Here I must make a necessary note. If my mother were to outlive M. Versilov, she would have been left literally without a farthing in her old age, had it not been for Makar Ivanovitch’s three thousand, which had been doubled long ago by the accumulation of interest, and which he had the previous year left her intact in his will. He had seen through Versilov even in those days.

“You told me once that Makar Ivanovitch had come several times on a visit to you, and always stayed at mother’s lodgings?”

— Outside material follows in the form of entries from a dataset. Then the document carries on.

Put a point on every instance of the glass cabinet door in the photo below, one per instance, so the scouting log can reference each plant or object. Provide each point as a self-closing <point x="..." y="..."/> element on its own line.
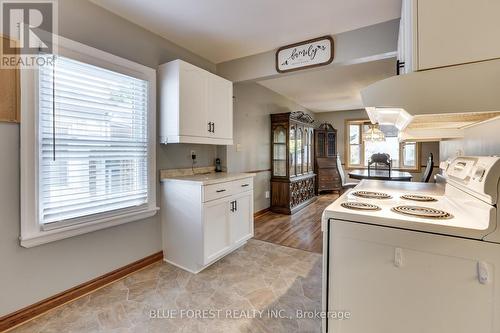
<point x="299" y="151"/>
<point x="320" y="145"/>
<point x="293" y="151"/>
<point x="279" y="151"/>
<point x="305" y="167"/>
<point x="311" y="152"/>
<point x="331" y="144"/>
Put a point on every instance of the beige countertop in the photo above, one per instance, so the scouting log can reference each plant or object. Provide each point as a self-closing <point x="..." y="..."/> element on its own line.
<point x="208" y="178"/>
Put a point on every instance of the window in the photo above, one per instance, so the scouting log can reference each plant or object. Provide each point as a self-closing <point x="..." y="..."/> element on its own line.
<point x="87" y="144"/>
<point x="403" y="155"/>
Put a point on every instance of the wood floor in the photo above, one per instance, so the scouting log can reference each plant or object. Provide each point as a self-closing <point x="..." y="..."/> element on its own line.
<point x="301" y="230"/>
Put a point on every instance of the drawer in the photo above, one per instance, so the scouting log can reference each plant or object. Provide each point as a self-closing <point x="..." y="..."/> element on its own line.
<point x="216" y="191"/>
<point x="242" y="185"/>
<point x="221" y="190"/>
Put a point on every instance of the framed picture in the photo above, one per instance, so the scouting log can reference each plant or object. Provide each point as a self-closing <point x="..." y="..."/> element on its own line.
<point x="310" y="53"/>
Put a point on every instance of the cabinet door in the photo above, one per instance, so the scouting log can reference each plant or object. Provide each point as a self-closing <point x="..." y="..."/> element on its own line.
<point x="241" y="221"/>
<point x="216" y="229"/>
<point x="220" y="107"/>
<point x="454" y="32"/>
<point x="403" y="281"/>
<point x="193" y="101"/>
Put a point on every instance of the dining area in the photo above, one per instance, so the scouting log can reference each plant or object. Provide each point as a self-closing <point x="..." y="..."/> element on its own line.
<point x="369" y="155"/>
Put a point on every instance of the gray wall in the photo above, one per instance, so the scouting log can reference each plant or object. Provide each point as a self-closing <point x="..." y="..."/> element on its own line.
<point x="252" y="131"/>
<point x="480" y="140"/>
<point x="338" y="118"/>
<point x="29" y="275"/>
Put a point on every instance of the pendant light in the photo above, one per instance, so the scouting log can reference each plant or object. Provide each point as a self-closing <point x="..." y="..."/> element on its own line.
<point x="373" y="134"/>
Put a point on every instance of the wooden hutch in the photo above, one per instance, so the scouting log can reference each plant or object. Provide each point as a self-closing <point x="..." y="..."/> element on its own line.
<point x="325" y="159"/>
<point x="292" y="167"/>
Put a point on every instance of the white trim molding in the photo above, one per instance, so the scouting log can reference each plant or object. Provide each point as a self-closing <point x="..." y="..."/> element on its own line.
<point x="32" y="231"/>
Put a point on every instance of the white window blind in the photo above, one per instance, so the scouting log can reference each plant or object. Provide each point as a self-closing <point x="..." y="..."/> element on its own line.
<point x="93" y="141"/>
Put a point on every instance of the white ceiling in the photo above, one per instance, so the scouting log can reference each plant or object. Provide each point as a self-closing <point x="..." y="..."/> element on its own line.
<point x="332" y="89"/>
<point x="221" y="30"/>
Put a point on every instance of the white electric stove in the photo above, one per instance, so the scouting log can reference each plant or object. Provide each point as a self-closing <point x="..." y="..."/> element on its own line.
<point x="416" y="257"/>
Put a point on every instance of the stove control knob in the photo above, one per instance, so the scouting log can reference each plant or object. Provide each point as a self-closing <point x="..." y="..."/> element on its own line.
<point x="482" y="272"/>
<point x="398" y="257"/>
<point x="479" y="174"/>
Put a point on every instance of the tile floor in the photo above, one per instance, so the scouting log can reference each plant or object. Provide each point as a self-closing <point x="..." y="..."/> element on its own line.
<point x="229" y="295"/>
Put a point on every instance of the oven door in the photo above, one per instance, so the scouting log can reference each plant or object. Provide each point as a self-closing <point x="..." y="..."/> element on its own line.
<point x="392" y="281"/>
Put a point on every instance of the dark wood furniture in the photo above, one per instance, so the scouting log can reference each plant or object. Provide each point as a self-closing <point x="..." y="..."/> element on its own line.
<point x="381" y="175"/>
<point x="325" y="159"/>
<point x="292" y="176"/>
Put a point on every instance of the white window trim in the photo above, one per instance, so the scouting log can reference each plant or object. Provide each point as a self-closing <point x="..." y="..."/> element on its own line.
<point x="32" y="232"/>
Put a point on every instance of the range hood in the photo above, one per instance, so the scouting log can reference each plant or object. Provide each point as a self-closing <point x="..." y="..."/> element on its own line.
<point x="436" y="104"/>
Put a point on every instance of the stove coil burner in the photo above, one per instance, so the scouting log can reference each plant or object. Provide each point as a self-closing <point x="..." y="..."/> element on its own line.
<point x="424" y="212"/>
<point x="359" y="206"/>
<point x="371" y="195"/>
<point x="416" y="197"/>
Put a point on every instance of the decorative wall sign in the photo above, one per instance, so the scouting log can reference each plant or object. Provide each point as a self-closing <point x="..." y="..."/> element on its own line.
<point x="306" y="54"/>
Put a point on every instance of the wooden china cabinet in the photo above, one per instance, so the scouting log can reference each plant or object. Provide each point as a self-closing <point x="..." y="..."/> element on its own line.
<point x="292" y="167"/>
<point x="325" y="159"/>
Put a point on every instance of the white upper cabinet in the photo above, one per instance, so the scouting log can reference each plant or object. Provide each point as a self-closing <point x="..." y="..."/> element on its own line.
<point x="220" y="107"/>
<point x="448" y="32"/>
<point x="196" y="105"/>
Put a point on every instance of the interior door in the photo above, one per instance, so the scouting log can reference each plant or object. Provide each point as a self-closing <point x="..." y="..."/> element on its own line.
<point x="216" y="229"/>
<point x="220" y="106"/>
<point x="394" y="281"/>
<point x="193" y="102"/>
<point x="241" y="221"/>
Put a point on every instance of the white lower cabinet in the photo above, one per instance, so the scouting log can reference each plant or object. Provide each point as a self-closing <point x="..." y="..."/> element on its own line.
<point x="216" y="233"/>
<point x="241" y="218"/>
<point x="203" y="222"/>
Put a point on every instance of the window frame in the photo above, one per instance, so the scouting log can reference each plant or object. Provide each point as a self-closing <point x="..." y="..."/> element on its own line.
<point x="347" y="149"/>
<point x="34" y="233"/>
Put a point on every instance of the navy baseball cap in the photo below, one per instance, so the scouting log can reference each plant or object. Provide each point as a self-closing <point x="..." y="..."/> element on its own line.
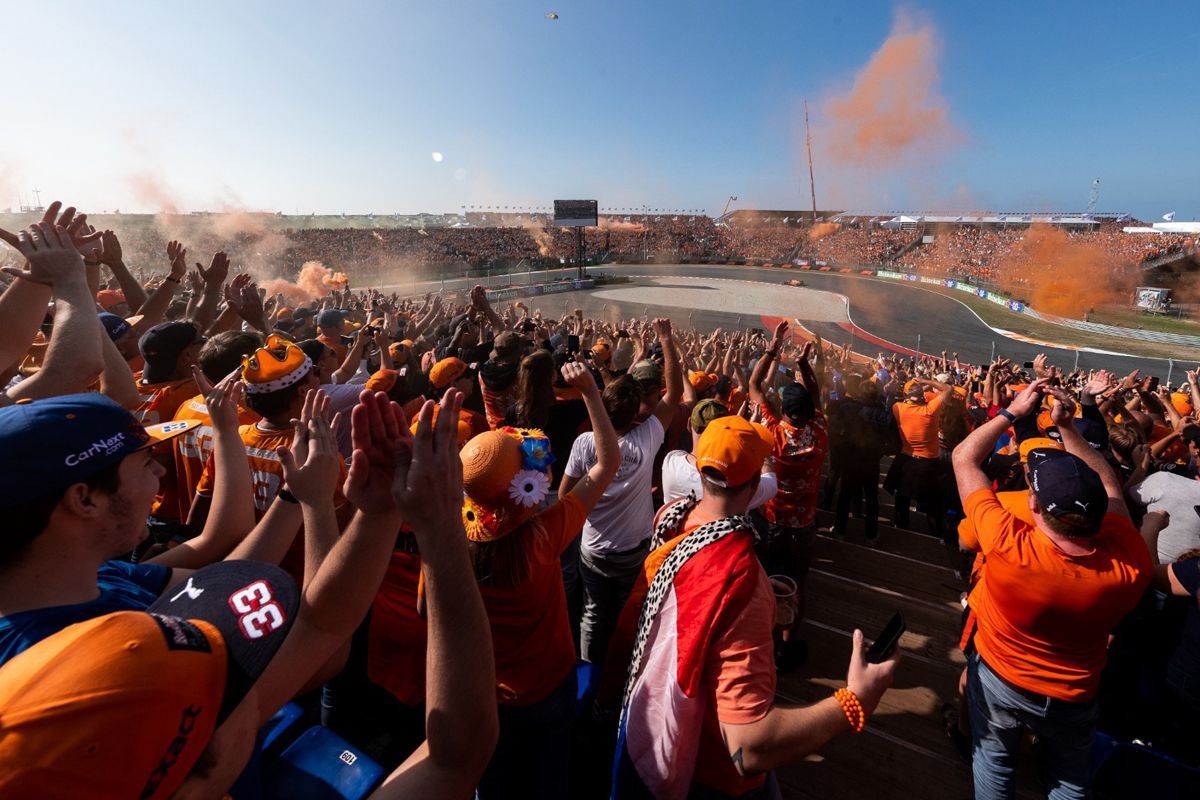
<point x="54" y="443"/>
<point x="798" y="402"/>
<point x="115" y="326"/>
<point x="331" y="318"/>
<point x="1063" y="483"/>
<point x="162" y="346"/>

“Yes, my dear boy: and I must confess at first I was awfully frightened of these visits. He has come six or seven times altogether during this period, that is, the last twenty years, and on the first occasions I used to hide myself if I were in the house when he arrived. At first I could not make out what it meant, and why he had turned up. But afterwards I thought that from certain points of view it was by no means so stupid on his part. Afterwards it somehow occurred to me to feel curious about him; I came out to have a look at him, and formed, I assure you, a very original impression of him. This was on his third or fourth visit, at the time when I had just been appointed a mediator, and when, of course, I was getting all my energies to work to study Russia. I heard from him a very great deal that was new to me. I found in him, besides, what I had never expected to find: a sort of benign serenity, an evenness of temper, and what was more surprising than anything, something almost like gaiety. Not the faintest allusion to THAT (tu comprends) and a very great capacity for talking sense, and talking extremely well, that is, with none of that silly servantish profundity, which I confess to you I can’t endure, democratic as I am, and with none of those far-fetched Russian expressions which ‘the genuine Russian peasant’ makes use of in novels and on the stage. At the same time very little about religion, unless one begins upon the subject, and most charming descriptions of the monastery and monastic life, if one asks questions about it. And above all — respectfulness, that modest courtesy, just that courtesy which is essential for the truest equality, and without which, indeed, in my opinion, one cannot be really superior. The truest good-breeding is in such cases attained through the complete absence of conceit, and the man shows himself secure in his self-respect in his own station of life whatever that may be, and whatever fate may befall him. This power of respecting one’s self in one’s own position is extremely rare, as rare, anyway, as real personal dignity. . . . You will see that for yourself if you live long enough. But what struck me most of all, especially later on, and not at the beginning,” added Versilov, “was the fact that this Makar had an extraordinary stateliness, and was, I assure you, very handsome. It is true he was old, but —

Dark visaged, tall, erect,

simple and dignified; I actually wondered how my poor Sonia could have preferred me THEN; at that time he was fifty, but he was still a fine fellow, and compared with him I was such a. featherhead. I remember, however, that he was unpardonably grey even then; so he must have been just as grey-headed when he married her. . . . Perhaps that had an influence.”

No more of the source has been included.